Comment êtes-vous entré dans la magie ? À quand remonte votre premier déclic ?
Mon fils allait fêter ses 10 ans et je cherchais un cadeau pour son anniversaire. Une boîte de magie me semblait bien adaptée, mais j’avais toutefois le souvenir – ayant reçu dans mon enfance ce même jouet pour Noël – d’un cadeau qui n’avait pas tout à fait répondu à mes attentes. C’était une boîte plate avec des morceaux de carton à déplier, quelques objets en plastique et des notices, qui me semblaient interminables à lire.
Je me suis donc mis en tête d’offrir à mon fils une boîte de magie vraiment « Magique ». J’étais dans cette quête lorsque par hasard dans un centre commercial je suis tombé sur un magicien qui vendait des tours de magie en faisant des démonstrations. C’est en voyant la magie « en action » que j’ai vraiment ressenti l’émotion magique. J’ai aussitôt abandonné l’idée de la boîte de magie au profit d’un tour, un seul. Il s’agissait du célébrissime foulard qui disparaît (au FP). Bien exécuté, à un mètre des yeux du novice que j’étais, ce fut pour moi un véritable coup de foudre. En fait, je me suis rendu compte que je voulais avant tout offrir en cadeau une émotion et non pas seulement un objet.
J’ai acheté le tour et je l’ai travaillé sans relâche jusqu’au jour de l’anniversaire. Au moment d’offrir les cadeaux j’ai fait ce tour à mon fils, et devant une assistance assez nombreuse car nous étions aussi réunis pour une fête entre voisins. Ce fut un véritable petit miracle. J’ai vu les yeux de mon petit garçon pétiller… et l’assistance médusée. Ce fut pour moi le vrai déclic !
J’avais aussi acheté un livre de magie très illustré avec beaucoup de photos chez Paris Magic, un magasin tenu alors par le magicien Guy Lore. Je l’avais fait dédicacer par Guy Lore et Daniel Vuittenez qui en étaient les auteurs. Et c’est en faisant ce cadeau que je suis moi-même « entré en magie » en me découvrant une passion pour cet art. C’était le scénario de l’arroseur arrosé. J’avais 45 ans.
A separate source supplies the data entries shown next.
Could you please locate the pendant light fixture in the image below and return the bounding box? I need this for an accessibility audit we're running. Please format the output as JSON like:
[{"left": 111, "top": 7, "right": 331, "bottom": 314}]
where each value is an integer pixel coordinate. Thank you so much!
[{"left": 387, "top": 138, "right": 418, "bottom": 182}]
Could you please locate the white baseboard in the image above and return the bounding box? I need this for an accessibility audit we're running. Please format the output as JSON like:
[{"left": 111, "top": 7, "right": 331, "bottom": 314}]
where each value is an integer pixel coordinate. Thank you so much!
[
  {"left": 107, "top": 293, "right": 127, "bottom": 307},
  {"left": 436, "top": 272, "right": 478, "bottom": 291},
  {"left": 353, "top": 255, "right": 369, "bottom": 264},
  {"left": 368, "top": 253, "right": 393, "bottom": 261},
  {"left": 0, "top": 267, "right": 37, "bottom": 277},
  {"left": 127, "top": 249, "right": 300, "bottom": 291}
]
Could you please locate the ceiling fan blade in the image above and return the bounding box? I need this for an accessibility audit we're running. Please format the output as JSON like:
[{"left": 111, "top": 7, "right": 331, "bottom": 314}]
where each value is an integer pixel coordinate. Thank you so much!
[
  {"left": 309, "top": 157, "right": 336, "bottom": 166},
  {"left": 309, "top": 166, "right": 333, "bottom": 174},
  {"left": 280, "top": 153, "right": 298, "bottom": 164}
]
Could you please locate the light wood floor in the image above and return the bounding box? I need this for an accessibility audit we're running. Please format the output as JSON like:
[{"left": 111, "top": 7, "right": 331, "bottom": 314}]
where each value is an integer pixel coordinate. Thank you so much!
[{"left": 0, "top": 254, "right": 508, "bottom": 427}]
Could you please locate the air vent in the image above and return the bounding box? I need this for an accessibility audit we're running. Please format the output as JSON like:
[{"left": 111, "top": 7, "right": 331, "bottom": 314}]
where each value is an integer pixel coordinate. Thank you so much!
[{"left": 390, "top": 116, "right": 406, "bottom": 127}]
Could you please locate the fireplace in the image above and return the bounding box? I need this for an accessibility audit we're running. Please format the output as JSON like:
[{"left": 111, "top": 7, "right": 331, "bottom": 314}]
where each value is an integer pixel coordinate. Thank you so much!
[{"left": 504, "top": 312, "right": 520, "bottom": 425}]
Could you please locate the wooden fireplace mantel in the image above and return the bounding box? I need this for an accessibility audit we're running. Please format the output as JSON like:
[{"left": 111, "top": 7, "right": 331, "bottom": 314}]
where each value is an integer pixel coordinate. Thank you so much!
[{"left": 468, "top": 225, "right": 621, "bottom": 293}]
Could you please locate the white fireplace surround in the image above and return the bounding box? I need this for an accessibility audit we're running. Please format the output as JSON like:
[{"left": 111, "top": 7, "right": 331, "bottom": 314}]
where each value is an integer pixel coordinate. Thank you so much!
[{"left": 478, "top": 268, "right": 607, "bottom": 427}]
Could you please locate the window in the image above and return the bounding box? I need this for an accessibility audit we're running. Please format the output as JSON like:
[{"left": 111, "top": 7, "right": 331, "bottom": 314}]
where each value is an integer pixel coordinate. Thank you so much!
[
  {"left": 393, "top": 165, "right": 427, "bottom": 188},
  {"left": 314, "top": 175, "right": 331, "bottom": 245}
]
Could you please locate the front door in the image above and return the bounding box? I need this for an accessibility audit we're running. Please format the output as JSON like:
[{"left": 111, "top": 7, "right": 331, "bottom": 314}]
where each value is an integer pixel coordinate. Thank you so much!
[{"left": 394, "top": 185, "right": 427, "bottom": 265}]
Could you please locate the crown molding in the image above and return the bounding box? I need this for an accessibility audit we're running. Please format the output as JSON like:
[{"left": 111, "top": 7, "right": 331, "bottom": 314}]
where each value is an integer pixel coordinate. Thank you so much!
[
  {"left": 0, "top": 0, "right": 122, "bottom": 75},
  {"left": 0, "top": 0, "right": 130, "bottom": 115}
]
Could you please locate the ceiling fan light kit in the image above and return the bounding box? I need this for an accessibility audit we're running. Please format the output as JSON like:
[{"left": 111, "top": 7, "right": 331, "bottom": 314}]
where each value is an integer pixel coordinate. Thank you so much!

Quand avez-vous franchi le premier pas et comment avez-vous appris ?
Mes premières prestations magiques professionnelles ont été des animations dans les salons professionnels spécialisés dans les technologies de l’information. Lorsque j’ai véritablement franchi le pas j’étais journaliste depuis plus de 15 ans et je travaillais pour les revues spécialisées dans ce domaine et pour les journaux économiques. Je connaissais bien les produits et les technologies et ce fut un atout énorme pour opérer comme « traffic stopper » dans ces salons qui regroupaient parfois plus de 2000 exposants. Je devais créer des attroupements sur le stand de mes clients en présentant leurs produits de manière magique.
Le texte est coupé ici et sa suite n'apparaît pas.